On 24/12/2025 7:40 pm, Roger Pau Monne wrote:
> The current logic splits the update of the amount of available memory in
> the system (total_avail_pages) and pending claims into two separately
> locked regions. This leads to a window between counters adjustments where
> the result of total_avail_pages - outstanding_claims doesn't reflect the
> real amount of free memory available, and can return a negative value due
> to total_avail_pages having been updated ahead of outstanding_claims.
>
> Fix by adjusting outstanding_claims and d->outstanding_pages in the same
> place where total_avail_pages is updated. Note that accesses to
> d->outstanding_pages is protected by the global heap_lock, just like
> total_avail_pages or outstanding_claims. Add a comment to the field
> declaration, and also adjust the comment at the top of
> domain_set_outstanding_pages() to be clearer in that regard.
>
> Finally, due to claims being adjusted ahead of pages having been assigned
> to the domain, add logic to re-gain the claim in case assign_page() fails.

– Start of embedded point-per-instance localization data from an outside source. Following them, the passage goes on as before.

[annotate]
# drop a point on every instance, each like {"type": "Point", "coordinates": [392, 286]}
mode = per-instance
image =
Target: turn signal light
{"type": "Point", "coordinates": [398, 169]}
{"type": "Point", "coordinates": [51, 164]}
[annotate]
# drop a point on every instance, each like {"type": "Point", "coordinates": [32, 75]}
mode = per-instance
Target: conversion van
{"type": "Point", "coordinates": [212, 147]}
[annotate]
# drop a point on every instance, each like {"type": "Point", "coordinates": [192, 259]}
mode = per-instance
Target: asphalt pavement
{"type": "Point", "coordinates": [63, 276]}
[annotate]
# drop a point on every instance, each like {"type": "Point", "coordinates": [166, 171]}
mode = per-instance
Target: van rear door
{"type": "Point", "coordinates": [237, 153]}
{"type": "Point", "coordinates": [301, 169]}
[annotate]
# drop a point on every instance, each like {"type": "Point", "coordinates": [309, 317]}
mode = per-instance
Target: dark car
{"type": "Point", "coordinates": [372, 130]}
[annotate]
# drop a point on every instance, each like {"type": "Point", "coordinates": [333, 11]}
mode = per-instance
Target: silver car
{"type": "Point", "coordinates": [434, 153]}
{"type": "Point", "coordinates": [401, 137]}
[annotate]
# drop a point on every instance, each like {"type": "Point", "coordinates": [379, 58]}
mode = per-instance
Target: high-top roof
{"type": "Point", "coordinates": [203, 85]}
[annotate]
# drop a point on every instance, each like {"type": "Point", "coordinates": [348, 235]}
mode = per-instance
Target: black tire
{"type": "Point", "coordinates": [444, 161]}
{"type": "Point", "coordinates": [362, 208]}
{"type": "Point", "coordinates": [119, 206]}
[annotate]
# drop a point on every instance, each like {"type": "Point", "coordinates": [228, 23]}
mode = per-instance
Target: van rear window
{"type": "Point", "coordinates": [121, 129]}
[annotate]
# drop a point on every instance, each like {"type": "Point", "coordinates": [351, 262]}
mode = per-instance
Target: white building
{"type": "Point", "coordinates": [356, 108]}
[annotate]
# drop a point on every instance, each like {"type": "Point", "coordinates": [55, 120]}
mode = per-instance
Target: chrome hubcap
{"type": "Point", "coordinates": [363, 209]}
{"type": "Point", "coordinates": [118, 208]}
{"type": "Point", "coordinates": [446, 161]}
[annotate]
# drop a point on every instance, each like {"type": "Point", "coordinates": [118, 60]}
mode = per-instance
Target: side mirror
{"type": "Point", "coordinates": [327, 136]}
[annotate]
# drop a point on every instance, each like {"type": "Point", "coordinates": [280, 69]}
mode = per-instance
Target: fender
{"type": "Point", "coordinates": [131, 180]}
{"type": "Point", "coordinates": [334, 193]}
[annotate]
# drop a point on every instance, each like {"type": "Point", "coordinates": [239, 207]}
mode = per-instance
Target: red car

> Otherwise the page is freed and the claimed amount would be lost.
>
> Fixes: 65c9792df600 ("mmu: Introduce XENMEM_claim_pages (subop of memory
> ops)")
> Signed-off-by: Roger Pau Monné <[email protected]>
> ---
> Changes since v1:
> - Regain the claim if allocated page cannot be assigned to the domain.
> - Adjust comments regarding d->outstanding_pages being protected by the
> heap_lock (instead of the d->page_alloc_lock).
This is a complicated patch, owing to the churn from adding extra
parameters.
I've had a go splitting this patch in half. First to adjust the
parameters, and second the bugfix.
https://gitlab.com/xen-project/hardware/xen-staging/-/commits/andrew/roger-claims
I think the result is nicer to follow. Thoughts?
As to the logical part of the change, the extra parameters are ugly but
I can't see a better option.
> diff --git a/xen/common/page_alloc.c b/xen/common/page_alloc.c
> index 1f67b88a8933..b73f6e264514 100644
> --- a/xen/common/page_alloc.c
> +++ b/xen/common/page_alloc.c
> @@ -1071,6 +1049,28 @@ static struct page_info *alloc_heap_pages(
> total_avail_pages -= request;
> ASSERT(total_avail_pages >= 0);
>
> + if ( d && d->outstanding_pages && !(memflags & MEMF_no_refcount) )
> + {
> + /*
> + * Adjust claims in the same locked region where total_avail_pages is
> + * adjusted, not doing so would lead to a window where the amount of
> + * free memory (avail - claimed) would be incorrect.
> + *
> + * Note that by adjusting the claimed amount here it's possible for
> + * pages to fail to be assigned to the claiming domain while already
> + * having been subtracted from d->outstanding_pages. Such claimed
> + * amount is then lost, as the pages that fail to be assigned to the
> + * domain are freed without replenishing the claim.
> + */
> + unsigned int outstanding = min(d->outstanding_pages, request);
> +
> + BUG_ON(outstanding > outstanding_claims);
> + outstanding_claims -= outstanding;
> + d->outstanding_pages -= outstanding;
> + ASSERT(claimed);
> + *claimed = outstanding;
Something that's not explicitly called out is that it is invalid to pass
claims=NULL for a non-NULL d.
There are only 3 callers, and two of them are updated in this way (the
3rd passing NULL for both), but it caught me a little off-guard.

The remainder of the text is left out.